Editor’s note: This is the second in a two-part series examining the changing beverage tastes of Americans and how they may affect the tea business.

While RTDs may be seen as indicators of popular taste, many in the tea business also hope they’re gateway drinks to higher-end hot teas. But is the American palate ready for the nuance and subtlety of whole-leaf, single-estate tea?

 

Increasing Quality

With better teas available in mainstream grocery stores, it appears that Americans are developing more discriminating taste.

Benjamin Harrison, co-owner of Rishi Tea, said that in 1999 he was laughed out of buyers’ offices, but now palates are maturing on a national level. “There’s a new appreciation of quality,” he said, and the average consumer understands that “you can get quality without paying a huge premium for it.”

Jesse Jacobs, owner of San Francisco’s Samovar Tea Lounge, added that now, most customers easily differentiate teas’ quality levels, and this sophistication drives quality increases.

Sage Group’s Spring 2006 “Specialty Tea is ‘Hot’ Report” predicted there would be many new tea products put out in the following few years, and competition would cause an “improve or perish” quality battle.

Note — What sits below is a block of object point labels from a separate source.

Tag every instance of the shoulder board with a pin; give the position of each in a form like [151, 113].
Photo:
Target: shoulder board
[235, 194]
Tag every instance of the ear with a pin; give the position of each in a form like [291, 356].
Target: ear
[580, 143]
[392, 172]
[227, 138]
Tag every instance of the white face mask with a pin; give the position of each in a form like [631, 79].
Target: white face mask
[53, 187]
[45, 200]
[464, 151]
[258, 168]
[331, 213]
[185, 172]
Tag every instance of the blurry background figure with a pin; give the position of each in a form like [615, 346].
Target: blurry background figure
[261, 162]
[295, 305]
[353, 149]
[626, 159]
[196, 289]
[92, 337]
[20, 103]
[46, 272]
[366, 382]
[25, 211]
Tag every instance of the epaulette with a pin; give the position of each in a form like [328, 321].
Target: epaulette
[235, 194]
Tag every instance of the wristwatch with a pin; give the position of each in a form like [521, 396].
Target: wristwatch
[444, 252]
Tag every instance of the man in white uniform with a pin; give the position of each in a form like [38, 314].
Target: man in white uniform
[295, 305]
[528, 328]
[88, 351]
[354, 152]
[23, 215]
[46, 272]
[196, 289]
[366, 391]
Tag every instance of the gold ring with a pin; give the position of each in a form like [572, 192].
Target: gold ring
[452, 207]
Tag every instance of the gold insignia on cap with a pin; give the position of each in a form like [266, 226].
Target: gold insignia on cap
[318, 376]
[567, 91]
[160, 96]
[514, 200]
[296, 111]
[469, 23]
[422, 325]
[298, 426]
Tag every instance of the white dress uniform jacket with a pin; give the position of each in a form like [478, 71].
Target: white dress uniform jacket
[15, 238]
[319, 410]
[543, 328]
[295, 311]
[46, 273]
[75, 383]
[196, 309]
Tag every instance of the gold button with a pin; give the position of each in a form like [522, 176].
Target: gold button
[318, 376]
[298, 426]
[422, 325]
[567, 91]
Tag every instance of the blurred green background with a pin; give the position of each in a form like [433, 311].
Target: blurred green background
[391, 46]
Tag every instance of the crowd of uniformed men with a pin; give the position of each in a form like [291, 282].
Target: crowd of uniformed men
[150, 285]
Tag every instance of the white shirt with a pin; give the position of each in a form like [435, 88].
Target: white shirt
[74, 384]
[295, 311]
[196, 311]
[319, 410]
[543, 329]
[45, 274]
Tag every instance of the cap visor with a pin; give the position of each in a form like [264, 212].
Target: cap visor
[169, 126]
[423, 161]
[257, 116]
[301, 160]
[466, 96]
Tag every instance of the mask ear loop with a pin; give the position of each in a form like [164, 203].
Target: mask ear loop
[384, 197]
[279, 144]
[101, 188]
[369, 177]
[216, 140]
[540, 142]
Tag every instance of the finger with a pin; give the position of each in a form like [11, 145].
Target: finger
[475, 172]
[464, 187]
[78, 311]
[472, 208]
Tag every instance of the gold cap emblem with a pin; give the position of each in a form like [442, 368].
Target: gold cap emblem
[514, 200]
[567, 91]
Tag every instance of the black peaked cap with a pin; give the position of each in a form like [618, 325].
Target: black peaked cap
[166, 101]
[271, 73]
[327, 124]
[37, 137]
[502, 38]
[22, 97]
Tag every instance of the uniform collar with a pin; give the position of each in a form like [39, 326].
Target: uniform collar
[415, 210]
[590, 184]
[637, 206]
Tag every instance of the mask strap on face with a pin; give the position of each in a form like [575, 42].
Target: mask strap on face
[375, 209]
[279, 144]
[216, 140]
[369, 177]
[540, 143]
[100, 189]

Sources said this was reflected in the increasing sales of limited edition artisanal teas and in improved teabags, such as Mighty Leaf's pouches and Tea Forte's whole-leaf pyramid bags.

Tea Types

One major industry shift has been the popularization of more tea types. Harrison said customers now are recognizing “significant differences between types and understanding what their preferences are.”

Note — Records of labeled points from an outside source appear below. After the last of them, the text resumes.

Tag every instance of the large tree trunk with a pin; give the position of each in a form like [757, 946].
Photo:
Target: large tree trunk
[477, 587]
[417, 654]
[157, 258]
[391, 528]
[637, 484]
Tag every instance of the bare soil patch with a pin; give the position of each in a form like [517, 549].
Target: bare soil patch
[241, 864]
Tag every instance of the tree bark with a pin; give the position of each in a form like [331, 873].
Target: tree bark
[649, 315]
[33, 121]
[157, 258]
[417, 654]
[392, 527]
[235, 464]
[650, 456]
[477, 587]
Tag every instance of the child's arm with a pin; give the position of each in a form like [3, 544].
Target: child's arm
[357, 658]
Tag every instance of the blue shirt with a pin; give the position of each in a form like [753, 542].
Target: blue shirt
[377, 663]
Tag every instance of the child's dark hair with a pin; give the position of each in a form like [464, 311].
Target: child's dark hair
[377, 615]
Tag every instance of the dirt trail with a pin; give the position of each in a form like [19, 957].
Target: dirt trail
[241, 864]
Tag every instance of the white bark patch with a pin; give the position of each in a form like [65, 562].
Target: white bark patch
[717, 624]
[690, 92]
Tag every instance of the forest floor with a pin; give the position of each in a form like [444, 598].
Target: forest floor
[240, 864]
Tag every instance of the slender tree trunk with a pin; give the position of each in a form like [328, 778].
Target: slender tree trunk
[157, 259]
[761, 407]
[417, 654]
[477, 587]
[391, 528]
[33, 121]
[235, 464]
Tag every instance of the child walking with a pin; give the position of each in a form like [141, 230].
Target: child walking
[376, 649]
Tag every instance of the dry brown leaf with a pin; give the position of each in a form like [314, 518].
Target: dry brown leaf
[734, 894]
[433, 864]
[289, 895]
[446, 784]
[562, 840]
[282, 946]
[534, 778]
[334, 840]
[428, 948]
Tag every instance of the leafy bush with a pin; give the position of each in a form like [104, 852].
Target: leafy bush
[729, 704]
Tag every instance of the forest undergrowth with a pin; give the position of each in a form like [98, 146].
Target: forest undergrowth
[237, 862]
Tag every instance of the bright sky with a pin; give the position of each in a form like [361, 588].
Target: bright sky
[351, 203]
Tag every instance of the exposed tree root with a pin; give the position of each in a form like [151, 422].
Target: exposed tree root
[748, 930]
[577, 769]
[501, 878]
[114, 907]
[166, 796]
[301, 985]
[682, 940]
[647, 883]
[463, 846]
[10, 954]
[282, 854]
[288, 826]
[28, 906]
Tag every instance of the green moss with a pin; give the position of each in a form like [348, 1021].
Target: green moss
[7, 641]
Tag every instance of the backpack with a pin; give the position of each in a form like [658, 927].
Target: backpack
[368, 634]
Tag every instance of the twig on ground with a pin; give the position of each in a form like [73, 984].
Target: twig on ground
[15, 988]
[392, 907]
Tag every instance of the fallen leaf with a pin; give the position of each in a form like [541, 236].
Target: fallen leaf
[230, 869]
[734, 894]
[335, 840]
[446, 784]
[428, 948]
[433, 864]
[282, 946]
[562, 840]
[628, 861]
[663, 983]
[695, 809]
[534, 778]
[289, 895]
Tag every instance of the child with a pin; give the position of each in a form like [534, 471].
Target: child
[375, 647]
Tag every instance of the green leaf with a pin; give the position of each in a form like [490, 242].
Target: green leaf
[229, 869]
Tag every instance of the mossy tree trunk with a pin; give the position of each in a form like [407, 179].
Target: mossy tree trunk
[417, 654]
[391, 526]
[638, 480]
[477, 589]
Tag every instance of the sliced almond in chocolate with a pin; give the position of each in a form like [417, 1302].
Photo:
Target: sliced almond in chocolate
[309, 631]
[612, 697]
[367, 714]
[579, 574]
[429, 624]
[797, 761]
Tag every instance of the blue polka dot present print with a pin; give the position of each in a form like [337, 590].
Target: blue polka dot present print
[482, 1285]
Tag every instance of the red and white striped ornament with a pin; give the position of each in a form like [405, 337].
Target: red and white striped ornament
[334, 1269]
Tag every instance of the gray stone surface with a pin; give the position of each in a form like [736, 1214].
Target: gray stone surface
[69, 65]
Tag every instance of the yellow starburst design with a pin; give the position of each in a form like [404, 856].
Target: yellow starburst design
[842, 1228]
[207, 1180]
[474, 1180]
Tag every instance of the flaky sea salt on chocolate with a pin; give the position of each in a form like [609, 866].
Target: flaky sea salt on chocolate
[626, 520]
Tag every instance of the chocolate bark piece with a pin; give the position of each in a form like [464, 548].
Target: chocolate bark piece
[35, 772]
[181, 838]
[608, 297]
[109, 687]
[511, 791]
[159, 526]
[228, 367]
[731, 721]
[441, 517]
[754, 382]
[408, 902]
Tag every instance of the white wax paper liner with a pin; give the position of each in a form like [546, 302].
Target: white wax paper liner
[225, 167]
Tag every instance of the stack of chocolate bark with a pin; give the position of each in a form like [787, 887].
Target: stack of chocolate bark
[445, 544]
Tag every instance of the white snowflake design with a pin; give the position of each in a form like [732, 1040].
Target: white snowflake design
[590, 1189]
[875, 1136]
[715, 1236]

Other experts noted a shift away from black tea toward other types. Still, said Mighty Leaf’s vice president of hospitality and sales, Joane Filler-Varty, black tea is “an integral part” of the palate. Other sources added artisanal blacks are on an upswing.

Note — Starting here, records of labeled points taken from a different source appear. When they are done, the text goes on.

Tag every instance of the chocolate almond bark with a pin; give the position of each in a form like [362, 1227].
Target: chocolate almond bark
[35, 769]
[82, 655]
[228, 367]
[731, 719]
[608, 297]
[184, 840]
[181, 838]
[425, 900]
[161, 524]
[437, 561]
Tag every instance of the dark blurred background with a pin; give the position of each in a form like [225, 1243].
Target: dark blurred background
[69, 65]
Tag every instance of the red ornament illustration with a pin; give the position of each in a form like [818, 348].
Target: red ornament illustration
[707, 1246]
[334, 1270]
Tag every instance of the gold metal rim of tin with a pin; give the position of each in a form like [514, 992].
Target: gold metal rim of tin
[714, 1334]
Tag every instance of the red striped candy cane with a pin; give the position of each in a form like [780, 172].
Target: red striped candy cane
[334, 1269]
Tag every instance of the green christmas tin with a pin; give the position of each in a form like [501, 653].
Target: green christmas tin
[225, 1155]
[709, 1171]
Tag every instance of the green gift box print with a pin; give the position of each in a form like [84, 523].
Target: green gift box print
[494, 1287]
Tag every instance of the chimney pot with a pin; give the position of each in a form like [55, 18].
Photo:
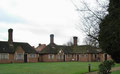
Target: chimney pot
[10, 36]
[75, 40]
[51, 38]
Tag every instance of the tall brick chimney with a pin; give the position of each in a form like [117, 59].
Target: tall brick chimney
[75, 40]
[51, 38]
[10, 36]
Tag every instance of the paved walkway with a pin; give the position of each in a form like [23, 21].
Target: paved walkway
[113, 69]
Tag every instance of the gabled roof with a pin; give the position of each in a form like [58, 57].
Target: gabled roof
[5, 48]
[54, 49]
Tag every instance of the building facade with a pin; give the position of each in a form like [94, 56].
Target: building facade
[62, 53]
[16, 52]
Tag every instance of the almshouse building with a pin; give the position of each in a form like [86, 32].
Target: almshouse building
[16, 52]
[61, 53]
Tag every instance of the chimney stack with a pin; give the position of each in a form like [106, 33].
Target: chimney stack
[10, 36]
[75, 40]
[51, 38]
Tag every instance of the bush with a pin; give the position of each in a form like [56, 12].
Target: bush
[105, 67]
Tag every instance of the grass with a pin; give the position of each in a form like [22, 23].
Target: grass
[116, 72]
[48, 68]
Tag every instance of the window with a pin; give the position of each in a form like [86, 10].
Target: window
[51, 56]
[32, 55]
[4, 56]
[60, 56]
[19, 56]
[69, 55]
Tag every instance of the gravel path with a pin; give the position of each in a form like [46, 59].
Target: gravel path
[113, 69]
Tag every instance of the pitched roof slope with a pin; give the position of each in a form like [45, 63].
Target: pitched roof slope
[54, 49]
[5, 48]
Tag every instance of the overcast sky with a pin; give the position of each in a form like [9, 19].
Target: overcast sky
[34, 20]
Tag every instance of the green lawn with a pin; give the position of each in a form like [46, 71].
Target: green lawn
[116, 72]
[48, 68]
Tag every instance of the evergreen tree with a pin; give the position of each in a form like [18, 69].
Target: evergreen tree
[109, 35]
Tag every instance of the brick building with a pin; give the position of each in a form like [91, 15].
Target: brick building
[16, 52]
[84, 53]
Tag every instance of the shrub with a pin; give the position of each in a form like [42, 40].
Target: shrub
[105, 67]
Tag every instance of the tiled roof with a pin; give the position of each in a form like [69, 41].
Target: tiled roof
[5, 48]
[54, 49]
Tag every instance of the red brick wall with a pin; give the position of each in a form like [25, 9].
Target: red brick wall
[29, 59]
[45, 58]
[9, 60]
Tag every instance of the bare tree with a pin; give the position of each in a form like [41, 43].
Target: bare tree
[91, 14]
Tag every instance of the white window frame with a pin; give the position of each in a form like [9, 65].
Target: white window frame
[4, 56]
[51, 56]
[19, 57]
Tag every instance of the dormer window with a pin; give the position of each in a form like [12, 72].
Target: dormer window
[53, 47]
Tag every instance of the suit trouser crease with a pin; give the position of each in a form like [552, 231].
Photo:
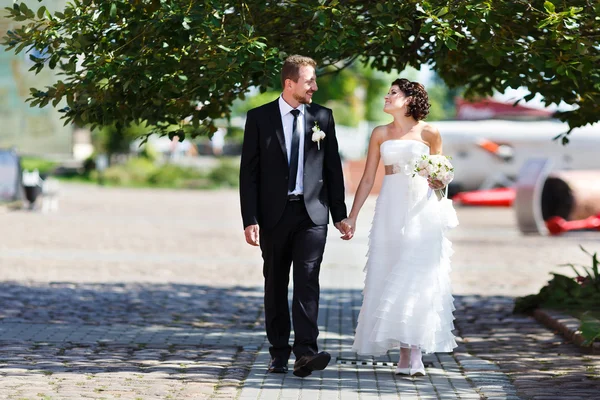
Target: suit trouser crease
[295, 239]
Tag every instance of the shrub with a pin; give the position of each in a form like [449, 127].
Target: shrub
[226, 174]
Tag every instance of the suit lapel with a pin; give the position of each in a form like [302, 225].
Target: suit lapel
[278, 124]
[309, 122]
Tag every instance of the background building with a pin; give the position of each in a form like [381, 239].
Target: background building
[30, 130]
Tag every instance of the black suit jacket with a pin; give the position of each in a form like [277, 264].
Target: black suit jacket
[264, 168]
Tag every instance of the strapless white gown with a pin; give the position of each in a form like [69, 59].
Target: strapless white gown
[407, 297]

Tea writer James Norwood Pratt said that after “emerging from ethnic groceries just a decade ago,” green tea “has now gone mainstream.” Charles Cain, director of operations for Teagschwendner U.S., observed a shift toward high-end Japanese green teas in particular.

Pratt added, “I suspect that the decade of the 2010s will see America’s taste in tea return to where it was in the early 1930’s … when green tea and oolong constituted something between one-third and one-half of all U.S. tea sales.”

Medium- to high-end oolong is a popular bet for the next big thing in specialty tea. Sources attributed this to ease of drinking, accessibility of flavors and variety of tastes.

Future preferences for pu-erh and white tea are less clear. Although connoisseurs celebrate pu-erh, Sage Group compared it to Bleu cheese (an acquired taste), and other sources cited subtlety, lack of breadth and other factors as limits to white’s growth.

The Blending Revolution

Despite the shift toward “pure” teas, blended teas are holding strong. Most sources linked flavored teas’ popularity to palatial accessibility, but Pratt offered a more practical reason: “Flavors are essential in places like most of the American West, where the water is so bad, real tea flavors are undetectable.”

Flavored specialty teas are here to stay, but sources said they are undergoing radical changes. According to Harrison, “In the past, low-quality black tea was a carrier for an artificial fruit flavor. Now, there is an understanding for intelligent tea blending that goes way beyond fruit and fannings.”

Cain said his company uses its Trend Teas line as a testing ground for new flavors, in which numerous variations determine complex consumer preferences. Similarly, Adagio’s Web designer, Ilya Kreymerman, said its customer blends encourage preferences for flavors to develop organically through online competition.

Current U.S. flavor trends are often those that are already popular overseas, Cain added, pointing to acerola, acai, yuzu and dragonfruit as examples. Jacobs and Harrison both pointed out that scented teas, such as jasmine and lychee, are also in huge demand.

However, many of these trends are just trends. “The most popular flavors in the U.S. are almost universally the same as my grandparents were drinking,” Cain said. As companies find ways to stay atop trends, Pratt added, “the state of the palate always fluctuates unexpectedly.”

Although it’s anybody’s guess what fad flavor will replace pomegranate, it’s clear that “the love of fine green and oolong teas will continuously spread and grow,” he said.

Happily Ever After?

According to all our sources, the trends they described are not limited to the coasts or to major cities, but are permeating America.

However, there’s a lot of work to be done in the specialty segment. Many are questioning whether non-specialty-tea drinkers will switch in significant numbers to specialty tea. As Kreymerman said, “There’s this feeling that (specialty) tea is always a step behind where it should be.”

Pratt has confidence in tea’s future in the U.S., but also called the specialty segment to action: “California produced more table wine than rotgut for the first time in the year 1965. Up ’til then, more California wine was made to drink on skid row than at the dinner table. People in the tea trade need to ask themselves what a comparable watershed would be.”